二十三個の茶色の紙袋 The 23 Brown Paper Bags …モーテルの一室で殺人事件があった。被害者の車の後部座席から23個の茶色の紙袋が見つかった。袋には、それぞれ石鹸が一個ずつ入っており、それぞれ別の店のレシートもあった。ターンバックル部長刑事は20ドルの偽札を使うために石鹸を買ったのだと考えた。また被害者は偽名で泊まっていた。そこへ被害者の姪が尋ねてきたことがわかる。犯人は姪ではないかと思うが、確かな証拠がない。実は、被害者はボーイスカウトの隊長でレシート集めが趣味の少年のためにレシートを集めていた?
殺し屋を探せ Murder Off Limits …五ヶ月の間に四人の女性が殺された。被害者の共通点を探しているうちに、夫が同じゴルフクラブの会員であることがわかった。そのゴルフクラブへターンバックル部長刑事は捜査に向かった。そこで客たちの会話から殺し屋が依頼人を見つけているのではないかと考えた。実際、バーテンダーが客の話から仕事とになりそうな客を見つけ、殺し屋に情報を流して報酬を山分けしていた。
ダイアルAを回せ Dial an Alibi …裕福な男が拳銃で自殺した。ターンバックル部長刑事は、被害者の姪と一緒にいる被害者の遺言執行者が怪しいと思った。被害者は悩み事相談に電話をしていたらしいが、どうやらそれは別人だったことがわかる。しかも、その人物は借金で首が回らなくなり、多額の財産を相続することになっている姪と結婚することを考えている被害者の遺言執行者であることがわかった。

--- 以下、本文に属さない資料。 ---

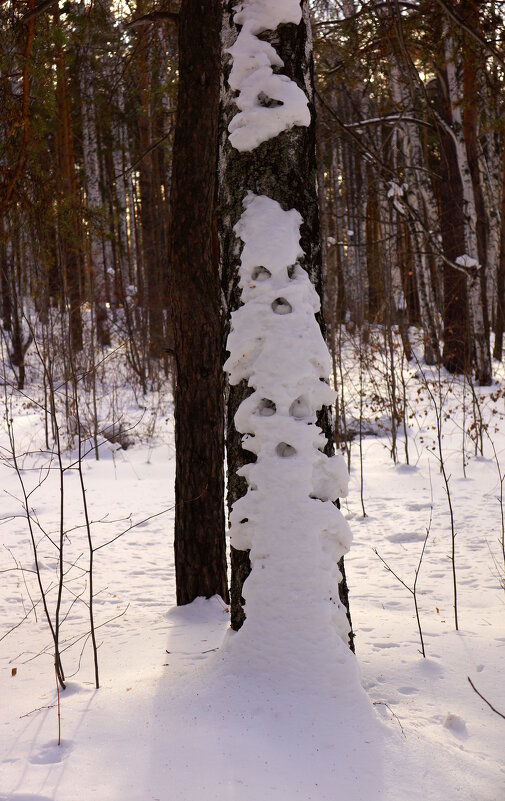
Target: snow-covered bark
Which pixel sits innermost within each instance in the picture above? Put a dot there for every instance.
(471, 255)
(287, 518)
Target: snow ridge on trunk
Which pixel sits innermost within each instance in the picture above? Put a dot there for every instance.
(287, 518)
(269, 103)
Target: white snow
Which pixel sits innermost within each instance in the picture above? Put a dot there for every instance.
(287, 518)
(182, 725)
(268, 101)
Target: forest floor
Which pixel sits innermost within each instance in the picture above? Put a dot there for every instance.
(168, 723)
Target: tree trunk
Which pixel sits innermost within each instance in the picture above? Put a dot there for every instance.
(279, 171)
(200, 557)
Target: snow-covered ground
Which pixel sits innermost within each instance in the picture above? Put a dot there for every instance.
(178, 715)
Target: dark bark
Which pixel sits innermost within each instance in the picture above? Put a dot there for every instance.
(456, 356)
(472, 65)
(68, 223)
(284, 169)
(500, 288)
(200, 558)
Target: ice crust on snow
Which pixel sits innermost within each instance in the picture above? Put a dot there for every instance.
(287, 518)
(268, 102)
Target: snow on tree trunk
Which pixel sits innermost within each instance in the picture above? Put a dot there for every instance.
(287, 518)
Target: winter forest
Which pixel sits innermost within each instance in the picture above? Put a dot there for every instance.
(252, 437)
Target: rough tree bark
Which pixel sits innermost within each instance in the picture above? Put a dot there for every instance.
(282, 168)
(200, 558)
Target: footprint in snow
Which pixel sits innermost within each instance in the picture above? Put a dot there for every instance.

グリッグスビー文書 The Griggsby Papers …バックル殺人課部長刑事は、市長の息子を飲酒運転の容疑で逮捕したため、25年以上前の未解決の殺人事件の記録を見直す仕事をすることになった。ある事件に目が留まった。1863年のサミュエル・ニコルスン殺人事件の記録だ。1863年5月17日早朝もしくは前日の深夜にジュリアス・ダービー邸宅で殺された。その書類を書いたのは、グリッグスビー保安官だった。部長刑事は警察博物館に保管されているこの殺人事件の証拠品のボウイナイフを調べた。そのナイフの柄に一組の指紋が残されていた。殺害場所はジュリアス・ダービー・ハウス博物館になっていた。そこへ行って、事件の調査のためといい、倉庫にあるグリッグスビーの日記を見せてもらうことにする。日記のほかに手紙もあった。その手紙には封蝋がついていて、ボウイナイフに残っていたのと同じ指紋がついていた。その指紋はダービー家のメイドのケイト・オライリーのもので、アーティマス・グリッグスピーと結婚した。ニコルスン医師は、女性に手が早かったので、ケイトは結婚できないと告げられたとき、見境なく相手を刺し殺したのではないか。部長刑事はそう推理した。